Suppression of Liver Cytochrome P450 by α-Hederin: Relevance to Hepatoprotection

Abstract

This study was designed to determine the protective effects of α-hederin on chemical-induced liver injury in CF-1 mice and to evaluate cytochrome P450 suppression by α-hederin as a means of protection. α-Hederin pretreatment (30 μmol/kg, sc × 3 days) protected mice from acetaminophen-, bromobenzene-, carbon tetrachloride-, furosemide-, and thioacetamide-induced liver injury, without affecting the hepatotoxicity of chloroform and dimethylnitrosamine. To examine the role of P450 in hepatoprotection by α-hederin, liver microsomes were prepared 24 hr following the last dose of α-hederin treatment (10 and 30 μmol/kg, sc × 3 days). Treatment of mice with α-hederin produced a dose-dependent suppression of liver cytochrome P450 (30-50%) and cytochrome b5 (20-30%) levels, as well as NADPH-cytochrome c reductase activity (15-25%). α-Hederin treatment also decreased the activities of P450 enzymes, such as 7-ethoxyresorufin O-dealkylation (65%), 7-pentoxyresorufin O-dealkylation (50%), coumarin 7-hydroxylation (40%), 7-ethoxycoumarin O-deethylation (45%), caffeine N3-demethylation (30-50%), chlorzoxazone 6-hydroxylation (35-55%), and the oxidation of testosterone to 2 α-, 6 α-, 15 α-, 15 β-, 16 α-, 16 β-, and 18/12 α-hydroxyltestosterone, androstenedione, and 6-dehydroxytestosterone (25-60%).
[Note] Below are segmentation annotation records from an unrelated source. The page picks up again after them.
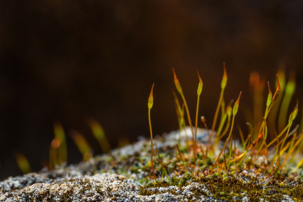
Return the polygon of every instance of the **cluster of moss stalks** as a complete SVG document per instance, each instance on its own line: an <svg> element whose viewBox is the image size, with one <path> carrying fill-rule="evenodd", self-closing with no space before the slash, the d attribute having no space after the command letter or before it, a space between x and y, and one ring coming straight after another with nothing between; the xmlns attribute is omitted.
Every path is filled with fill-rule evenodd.
<svg viewBox="0 0 303 202"><path fill-rule="evenodd" d="M209 140L207 143L197 141L198 114L199 98L203 87L202 80L197 71L199 83L195 125L193 126L182 88L173 69L175 84L183 101L183 104L180 105L173 92L180 131L186 125L184 118L186 112L188 124L191 129L192 138L188 140L185 146L179 148L177 144L174 151L167 148L158 150L158 157L155 160L153 158L155 154L150 116L153 102L154 84L153 84L148 104L152 147L151 163L148 165L150 174L147 178L151 180L153 178L154 180L141 187L142 194L159 193L159 190L152 188L153 187L171 185L182 187L197 182L204 185L210 192L210 195L216 199L236 199L245 194L250 196L251 200L262 198L273 201L278 200L282 195L286 194L295 200L303 200L303 177L300 174L303 159L297 159L299 155L297 154L302 151L303 133L302 127L298 124L294 127L292 125L298 114L298 100L288 117L288 123L286 125L283 123L286 122L285 114L295 88L294 77L291 74L287 83L284 72L279 70L273 94L269 82L267 82L268 93L265 109L265 112L261 112L264 104L258 101L263 100L266 83L258 73L251 74L250 82L254 100L253 114L255 117L251 119L252 123L247 123L249 132L246 136L238 126L241 141L233 141L232 131L241 92L233 107L233 101L225 106L223 95L227 75L225 63L223 65L221 92L211 128L208 131ZM218 119L220 109L221 118ZM264 113L258 114L259 113ZM276 117L279 117L277 131L275 125ZM201 119L208 129L205 118L202 116ZM217 122L218 126L215 128ZM224 143L220 144L222 139L226 136ZM221 147L218 148L219 146ZM203 190L197 190L195 193L195 195L210 195L209 193L202 193L205 191ZM173 192L172 191L171 193L174 194Z"/></svg>

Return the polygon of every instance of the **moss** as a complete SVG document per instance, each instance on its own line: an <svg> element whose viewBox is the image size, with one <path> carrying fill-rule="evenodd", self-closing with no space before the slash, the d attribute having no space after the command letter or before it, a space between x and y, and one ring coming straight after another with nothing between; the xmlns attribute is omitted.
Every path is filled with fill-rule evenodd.
<svg viewBox="0 0 303 202"><path fill-rule="evenodd" d="M180 178L171 178L154 182L140 186L139 190L141 194L150 195L158 194L158 190L155 188L175 186L182 189L193 182L196 182L209 192L208 193L204 189L193 189L191 192L196 198L205 196L219 200L238 201L246 196L249 196L248 199L251 201L259 201L263 198L268 201L275 201L281 200L284 198L283 195L286 194L295 201L302 200L302 184L294 186L291 183L279 183L272 178L265 178L265 180L262 180L261 178L263 177L251 177L242 174L238 176L214 174L206 176L189 174ZM177 194L176 193L176 195Z"/></svg>

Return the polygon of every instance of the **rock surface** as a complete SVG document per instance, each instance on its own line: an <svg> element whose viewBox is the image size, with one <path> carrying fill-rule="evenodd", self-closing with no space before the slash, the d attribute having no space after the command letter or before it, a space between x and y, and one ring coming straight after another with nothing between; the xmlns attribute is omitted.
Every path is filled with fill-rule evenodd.
<svg viewBox="0 0 303 202"><path fill-rule="evenodd" d="M207 141L207 134L206 130L198 130L197 137L201 144ZM188 131L180 134L178 145L180 147L186 144L186 138L190 138L186 134L191 133ZM168 148L174 148L179 137L178 133L172 132L164 137L155 138L154 143L159 151L166 151L169 154ZM152 180L149 177L151 176L150 166L145 165L150 163L150 147L149 141L141 138L133 145L113 150L108 154L92 158L87 162L67 167L62 166L52 171L45 169L38 173L9 177L0 182L0 201L221 200L214 198L214 193L208 190L207 186L195 181L190 181L184 186L145 187L147 182ZM167 162L164 158L163 160ZM159 170L161 168L157 169ZM243 171L245 172L247 171ZM159 177L163 177L158 171L156 174ZM172 172L170 175L175 177L184 176L177 176ZM250 196L245 192L239 194L240 196L234 197L234 200L251 200ZM280 196L281 198L278 200L293 201L291 196L283 194ZM266 201L261 197L259 199L260 201Z"/></svg>

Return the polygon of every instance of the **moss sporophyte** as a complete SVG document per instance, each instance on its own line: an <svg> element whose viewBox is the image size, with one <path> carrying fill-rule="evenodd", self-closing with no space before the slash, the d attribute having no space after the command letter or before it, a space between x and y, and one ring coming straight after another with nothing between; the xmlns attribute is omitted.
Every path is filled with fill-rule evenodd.
<svg viewBox="0 0 303 202"><path fill-rule="evenodd" d="M186 145L180 147L177 144L175 147L177 149L174 151L169 151L167 148L163 150L162 148L162 151L157 149L158 158L154 164L150 115L153 102L152 93L154 84L153 84L148 101L151 153L151 163L148 164L148 166L151 168L152 172L149 173L146 179L150 180L152 176L154 181L141 187L143 194L152 194L152 190L156 190L151 189L152 187L171 185L183 186L196 182L202 184L209 191L211 190L215 199L234 200L240 197L241 193L245 193L251 195L252 197L249 200L252 201L258 200L261 197L268 201L275 200L275 199L281 199L283 194L291 196L295 200L303 200L303 172L301 169L303 160L300 160L303 151L303 127L298 125L292 126L293 121L298 114L298 101L293 105L293 110L289 115L287 124L284 124L285 121L280 120L286 119L285 112L287 111L288 105L291 104L289 97L293 94L295 87L293 75L291 75L285 88L285 82L280 83L279 79L280 76L285 77L285 73L279 71L276 76L276 87L273 95L269 82L268 82L268 92L266 103L260 103L254 98L254 109L262 109L264 105L265 109L263 112L260 112L264 113L263 114L258 114L255 112L251 114L258 117L252 119L250 118L250 120L254 121L252 123L247 123L249 132L246 135L243 134L241 127L237 126L241 137L239 141L234 138L233 139L232 134L235 130L235 117L241 104L240 100L242 92L240 92L233 106L232 101L225 106L224 94L228 77L225 64L224 63L221 91L211 129L208 130L205 117L201 117L205 130L207 131L207 140L201 141L197 140L197 129L199 97L203 87L202 80L197 71L199 83L195 125L193 126L183 89L175 70L173 68L172 70L176 88L183 103L180 104L177 95L173 91L179 134L185 131L186 128L189 129L188 132L191 134L185 135L187 140ZM265 81L260 79L258 74L255 72L251 74L250 81L253 96L260 98L263 94L264 88L263 87L265 86ZM283 97L285 92L284 97ZM285 99L287 100L285 101ZM261 100L263 100L263 98ZM282 105L280 108L278 106L275 106L281 103ZM221 117L218 119L218 127L216 129L220 109ZM284 115L278 115L279 110L280 113ZM184 116L185 111L187 122L189 125L188 128L186 127L186 121ZM276 114L274 118L279 117L277 122L279 123L278 127L280 129L277 130L273 124L276 120L271 116L271 113ZM283 124L284 125L281 126ZM273 125L274 127L272 127ZM222 141L222 138L228 134L227 139ZM179 138L178 144L180 142L180 136ZM172 152L172 157L169 154ZM165 174L166 177L164 175Z"/></svg>

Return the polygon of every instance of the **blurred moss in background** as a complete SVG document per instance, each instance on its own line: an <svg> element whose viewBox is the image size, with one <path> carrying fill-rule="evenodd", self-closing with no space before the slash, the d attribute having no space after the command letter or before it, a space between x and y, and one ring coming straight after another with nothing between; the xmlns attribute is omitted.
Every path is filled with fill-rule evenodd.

Consistent with these observations, the levels of CYP1A, CYP2A, and CYP3A enzymes were also suppressed, as determined by immunoblotting with antibodies against rat P450 enzymes. These results demonstrate that treatment of mice with α-hederin decreases the levels and activities of several P450 enzymes. The suppression of P450 appears to be one of mechanisms by which α-hederin protects mice from the hepatotoxicity of some chemicals.